I don't want to use function overload for a small change in a function. Instead, I want to use typeid() check of passing parameter of the templated function below. But, If I don't comment out the line in the code below, it gives the compile error of:
Severity Code Description Project File Line Suppression State
Error invalid operands to binary expression ('basic_ostream<char, std::char_traits<char> >' and 'std::vector<std::basic_string<char, std::char_traits<char>, std::allocator<char> >, std::allocator<std::basic_string<char, std::char_traits<char>, std::allocator<char> > > >')
As I understand the compiler does not know how to behave.
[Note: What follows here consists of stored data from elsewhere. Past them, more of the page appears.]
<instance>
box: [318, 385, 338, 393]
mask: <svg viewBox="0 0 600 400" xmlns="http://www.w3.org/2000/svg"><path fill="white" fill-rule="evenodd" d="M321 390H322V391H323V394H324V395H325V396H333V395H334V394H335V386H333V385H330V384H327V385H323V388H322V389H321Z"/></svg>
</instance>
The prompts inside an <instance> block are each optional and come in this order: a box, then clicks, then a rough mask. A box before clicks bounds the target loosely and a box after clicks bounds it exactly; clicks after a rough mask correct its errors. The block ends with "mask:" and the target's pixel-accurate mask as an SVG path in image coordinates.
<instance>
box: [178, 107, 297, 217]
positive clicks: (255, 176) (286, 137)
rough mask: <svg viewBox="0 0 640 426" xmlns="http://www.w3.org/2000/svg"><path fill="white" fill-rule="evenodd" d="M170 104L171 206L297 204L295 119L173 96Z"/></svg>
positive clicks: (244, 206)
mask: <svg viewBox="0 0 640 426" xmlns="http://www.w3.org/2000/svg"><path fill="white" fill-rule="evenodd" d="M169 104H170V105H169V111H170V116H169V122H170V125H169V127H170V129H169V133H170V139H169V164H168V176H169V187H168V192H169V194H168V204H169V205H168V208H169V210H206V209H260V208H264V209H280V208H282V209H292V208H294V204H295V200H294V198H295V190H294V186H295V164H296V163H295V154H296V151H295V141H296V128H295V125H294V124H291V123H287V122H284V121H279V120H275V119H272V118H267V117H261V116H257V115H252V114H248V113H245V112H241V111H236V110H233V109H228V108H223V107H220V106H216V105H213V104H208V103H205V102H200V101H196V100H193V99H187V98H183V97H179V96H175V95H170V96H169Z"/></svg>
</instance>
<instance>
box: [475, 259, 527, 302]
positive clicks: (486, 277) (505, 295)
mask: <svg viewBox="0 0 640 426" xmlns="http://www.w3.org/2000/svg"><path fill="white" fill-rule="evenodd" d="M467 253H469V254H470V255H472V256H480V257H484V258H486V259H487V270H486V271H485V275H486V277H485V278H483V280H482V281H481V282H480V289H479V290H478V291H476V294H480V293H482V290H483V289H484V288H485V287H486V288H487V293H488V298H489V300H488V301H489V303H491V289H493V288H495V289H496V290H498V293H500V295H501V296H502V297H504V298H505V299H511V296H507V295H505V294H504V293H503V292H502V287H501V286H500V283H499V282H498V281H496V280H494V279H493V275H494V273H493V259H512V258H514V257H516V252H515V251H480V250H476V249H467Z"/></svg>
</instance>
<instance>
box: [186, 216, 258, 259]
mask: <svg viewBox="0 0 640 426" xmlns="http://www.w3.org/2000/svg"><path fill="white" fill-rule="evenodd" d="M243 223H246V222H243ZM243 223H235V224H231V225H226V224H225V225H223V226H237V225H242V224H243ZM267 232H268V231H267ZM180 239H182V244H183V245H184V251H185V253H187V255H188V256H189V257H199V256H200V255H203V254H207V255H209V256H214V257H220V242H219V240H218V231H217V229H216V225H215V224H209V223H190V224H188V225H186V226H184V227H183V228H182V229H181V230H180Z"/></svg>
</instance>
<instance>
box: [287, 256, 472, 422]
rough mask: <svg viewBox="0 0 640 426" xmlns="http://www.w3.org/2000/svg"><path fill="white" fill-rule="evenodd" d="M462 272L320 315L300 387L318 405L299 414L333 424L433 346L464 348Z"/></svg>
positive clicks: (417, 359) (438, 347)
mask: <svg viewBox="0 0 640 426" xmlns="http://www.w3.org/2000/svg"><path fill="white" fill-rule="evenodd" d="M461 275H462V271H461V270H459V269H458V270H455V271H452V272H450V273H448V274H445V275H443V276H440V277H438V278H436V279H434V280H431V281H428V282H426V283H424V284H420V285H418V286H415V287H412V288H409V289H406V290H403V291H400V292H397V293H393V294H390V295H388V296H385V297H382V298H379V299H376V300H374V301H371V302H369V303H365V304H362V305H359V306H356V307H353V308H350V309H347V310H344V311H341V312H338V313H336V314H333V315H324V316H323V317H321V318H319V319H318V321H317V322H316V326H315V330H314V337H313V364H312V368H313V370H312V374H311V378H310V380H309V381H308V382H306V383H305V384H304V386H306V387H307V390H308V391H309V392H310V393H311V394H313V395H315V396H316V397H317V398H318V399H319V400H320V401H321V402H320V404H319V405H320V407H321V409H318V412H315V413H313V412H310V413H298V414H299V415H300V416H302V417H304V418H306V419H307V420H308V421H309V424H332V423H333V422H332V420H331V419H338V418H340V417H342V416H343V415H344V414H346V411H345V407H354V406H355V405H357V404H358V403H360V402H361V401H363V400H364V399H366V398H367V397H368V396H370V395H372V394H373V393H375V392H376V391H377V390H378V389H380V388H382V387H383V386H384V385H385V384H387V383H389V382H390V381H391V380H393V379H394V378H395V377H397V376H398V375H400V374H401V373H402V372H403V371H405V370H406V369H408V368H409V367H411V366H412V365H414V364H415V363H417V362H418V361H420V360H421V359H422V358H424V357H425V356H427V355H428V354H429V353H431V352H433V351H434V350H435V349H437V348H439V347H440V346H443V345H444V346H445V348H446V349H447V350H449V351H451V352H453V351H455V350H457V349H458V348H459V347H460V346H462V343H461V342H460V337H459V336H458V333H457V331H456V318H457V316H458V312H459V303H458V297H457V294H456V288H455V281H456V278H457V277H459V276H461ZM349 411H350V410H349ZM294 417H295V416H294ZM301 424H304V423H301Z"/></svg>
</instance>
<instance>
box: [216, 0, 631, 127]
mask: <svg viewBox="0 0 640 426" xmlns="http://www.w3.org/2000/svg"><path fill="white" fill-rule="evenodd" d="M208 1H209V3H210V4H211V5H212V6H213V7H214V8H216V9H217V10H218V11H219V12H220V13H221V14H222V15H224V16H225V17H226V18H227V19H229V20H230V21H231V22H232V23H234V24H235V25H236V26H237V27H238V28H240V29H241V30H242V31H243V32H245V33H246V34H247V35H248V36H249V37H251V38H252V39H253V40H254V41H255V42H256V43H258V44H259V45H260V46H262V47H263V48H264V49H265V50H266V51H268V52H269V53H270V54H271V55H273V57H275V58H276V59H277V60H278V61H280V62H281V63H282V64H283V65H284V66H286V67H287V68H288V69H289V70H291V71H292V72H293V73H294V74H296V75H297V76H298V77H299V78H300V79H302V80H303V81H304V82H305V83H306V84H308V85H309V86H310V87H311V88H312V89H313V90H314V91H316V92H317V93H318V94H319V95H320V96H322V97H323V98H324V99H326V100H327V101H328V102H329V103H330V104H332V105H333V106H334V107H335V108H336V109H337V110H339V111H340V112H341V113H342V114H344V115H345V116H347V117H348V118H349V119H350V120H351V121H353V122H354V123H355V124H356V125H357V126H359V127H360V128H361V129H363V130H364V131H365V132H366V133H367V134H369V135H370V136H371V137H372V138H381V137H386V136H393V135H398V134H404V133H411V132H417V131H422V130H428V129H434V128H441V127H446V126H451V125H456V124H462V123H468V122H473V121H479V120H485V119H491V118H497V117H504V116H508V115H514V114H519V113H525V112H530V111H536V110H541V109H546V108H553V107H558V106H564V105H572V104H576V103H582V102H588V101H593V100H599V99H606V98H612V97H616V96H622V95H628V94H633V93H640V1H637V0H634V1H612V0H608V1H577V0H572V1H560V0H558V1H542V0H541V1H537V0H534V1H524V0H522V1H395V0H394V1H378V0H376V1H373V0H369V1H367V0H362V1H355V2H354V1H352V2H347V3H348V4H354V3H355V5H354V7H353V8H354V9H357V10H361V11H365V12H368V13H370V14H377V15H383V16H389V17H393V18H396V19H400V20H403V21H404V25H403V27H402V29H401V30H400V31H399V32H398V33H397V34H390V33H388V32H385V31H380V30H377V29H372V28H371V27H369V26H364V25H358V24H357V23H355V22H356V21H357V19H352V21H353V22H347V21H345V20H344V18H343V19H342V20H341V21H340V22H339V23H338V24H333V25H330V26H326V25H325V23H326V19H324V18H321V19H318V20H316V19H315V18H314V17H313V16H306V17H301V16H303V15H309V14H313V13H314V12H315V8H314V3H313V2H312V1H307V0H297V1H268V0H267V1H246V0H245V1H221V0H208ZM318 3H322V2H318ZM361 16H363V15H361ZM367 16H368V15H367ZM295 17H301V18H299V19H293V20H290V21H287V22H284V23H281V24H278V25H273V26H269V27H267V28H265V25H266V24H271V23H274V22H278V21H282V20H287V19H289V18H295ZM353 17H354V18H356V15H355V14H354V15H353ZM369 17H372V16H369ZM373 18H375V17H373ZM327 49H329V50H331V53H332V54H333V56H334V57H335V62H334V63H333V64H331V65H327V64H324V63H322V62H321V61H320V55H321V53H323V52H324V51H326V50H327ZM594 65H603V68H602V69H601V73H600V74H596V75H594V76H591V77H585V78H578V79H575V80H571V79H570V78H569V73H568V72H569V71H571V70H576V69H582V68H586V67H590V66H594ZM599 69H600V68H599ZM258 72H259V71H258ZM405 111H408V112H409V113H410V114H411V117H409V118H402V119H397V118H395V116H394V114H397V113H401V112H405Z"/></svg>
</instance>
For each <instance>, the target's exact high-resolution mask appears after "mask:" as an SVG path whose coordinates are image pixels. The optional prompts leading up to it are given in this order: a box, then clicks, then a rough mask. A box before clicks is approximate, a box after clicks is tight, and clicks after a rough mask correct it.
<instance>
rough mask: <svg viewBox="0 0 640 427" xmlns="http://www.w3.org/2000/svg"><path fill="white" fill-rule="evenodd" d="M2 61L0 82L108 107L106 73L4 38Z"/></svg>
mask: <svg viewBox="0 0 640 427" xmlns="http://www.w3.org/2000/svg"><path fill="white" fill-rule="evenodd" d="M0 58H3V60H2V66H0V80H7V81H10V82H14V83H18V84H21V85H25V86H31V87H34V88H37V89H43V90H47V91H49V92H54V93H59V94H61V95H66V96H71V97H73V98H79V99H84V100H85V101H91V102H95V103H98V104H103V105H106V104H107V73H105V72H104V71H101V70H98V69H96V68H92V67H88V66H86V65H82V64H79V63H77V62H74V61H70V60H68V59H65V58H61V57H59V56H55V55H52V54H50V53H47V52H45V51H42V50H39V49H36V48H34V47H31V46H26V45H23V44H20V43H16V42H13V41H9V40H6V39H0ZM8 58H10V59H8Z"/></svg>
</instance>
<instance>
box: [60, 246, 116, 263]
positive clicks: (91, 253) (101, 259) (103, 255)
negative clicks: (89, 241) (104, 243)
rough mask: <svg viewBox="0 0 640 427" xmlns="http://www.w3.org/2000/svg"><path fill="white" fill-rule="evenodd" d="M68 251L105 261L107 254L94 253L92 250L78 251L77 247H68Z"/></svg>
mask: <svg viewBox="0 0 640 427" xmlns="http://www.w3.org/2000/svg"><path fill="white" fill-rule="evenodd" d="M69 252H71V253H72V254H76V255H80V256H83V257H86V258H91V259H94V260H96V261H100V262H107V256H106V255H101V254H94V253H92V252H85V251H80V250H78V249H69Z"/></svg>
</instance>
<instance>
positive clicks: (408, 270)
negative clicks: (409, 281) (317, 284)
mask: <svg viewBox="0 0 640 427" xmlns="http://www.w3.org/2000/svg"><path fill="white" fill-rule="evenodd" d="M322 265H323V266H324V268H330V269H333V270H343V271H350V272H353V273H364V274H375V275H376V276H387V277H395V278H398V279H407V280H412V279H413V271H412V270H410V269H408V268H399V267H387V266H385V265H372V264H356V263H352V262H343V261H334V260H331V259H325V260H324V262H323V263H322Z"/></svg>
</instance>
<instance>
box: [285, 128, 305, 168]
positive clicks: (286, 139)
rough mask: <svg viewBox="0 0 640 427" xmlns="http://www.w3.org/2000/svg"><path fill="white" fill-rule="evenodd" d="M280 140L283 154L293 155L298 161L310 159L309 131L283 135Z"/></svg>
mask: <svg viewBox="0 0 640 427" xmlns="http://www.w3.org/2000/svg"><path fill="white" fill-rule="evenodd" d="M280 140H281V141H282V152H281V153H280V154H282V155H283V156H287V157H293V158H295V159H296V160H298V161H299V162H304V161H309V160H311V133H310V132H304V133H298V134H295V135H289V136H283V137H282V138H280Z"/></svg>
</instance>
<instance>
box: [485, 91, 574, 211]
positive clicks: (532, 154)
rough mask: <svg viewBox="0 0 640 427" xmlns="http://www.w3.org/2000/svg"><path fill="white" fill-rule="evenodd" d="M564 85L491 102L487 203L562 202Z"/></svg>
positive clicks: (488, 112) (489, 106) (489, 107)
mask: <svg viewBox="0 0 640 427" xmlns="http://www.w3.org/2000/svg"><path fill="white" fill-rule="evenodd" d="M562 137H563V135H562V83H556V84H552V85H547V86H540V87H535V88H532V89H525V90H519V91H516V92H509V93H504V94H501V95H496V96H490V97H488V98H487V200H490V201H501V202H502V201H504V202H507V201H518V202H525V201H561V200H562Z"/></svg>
Is there a solution for this?
The code is :
#include <iostream>
#include <vector>
using namespace std;
template <class T>
void Test(T A)
{
if (typeid(T) == typeid(vector<string>)) {
cout << "The type of A is vector<string>" << endl << endl;
//cout << "First element of A is:" << A[0] << endl; // If I don't comment out this line, it gives the compiler error.
}
if (typeid(T) == typeid(vector<vector<string>>)) {
cout << "The type of A is vector<vector<string>>" << endl;
cout << "First row first element of A is:" << A[0][0] << endl;
}
}
int main()
{
Test(vector<string> {"1", "2", "3"});
Test(vector<vector<string>> { {"11", "12", "13"}, { "21", "22", "23" }});
return 0;
}
The problem is in ordinary if
, the statement-true (and statement-false if present) has to be valid statement at compile-time, no matter what's the result of the condition, for every instantiation of Test
with the type T
given.
You can use constexpr if since C++17 (with std::is_same
).
In a constexpr if statement, the value of condition must be a contextually converted constant expression of type
bool
. If the value istrue
, then statement-false is discarded (if present), otherwise, statement-true is discarded.
e.g.
if constexpr (std::is_same_v<T, vector<string>>) {
cout << "The type of A is vector<string>" << endl << endl;
cout << "First element of A is:" << A[0] << endl;
}
if constexpr (std::is_same_v<T, vector<vector<string>>>) {
cout << "The type of A is vector<vector<string>>" << endl;
cout << "First row first element of A is:" << A[0][0] << endl;
}
Before C++17 you can go with SFINAE or specialization (with templates), or just overloading (even without templates).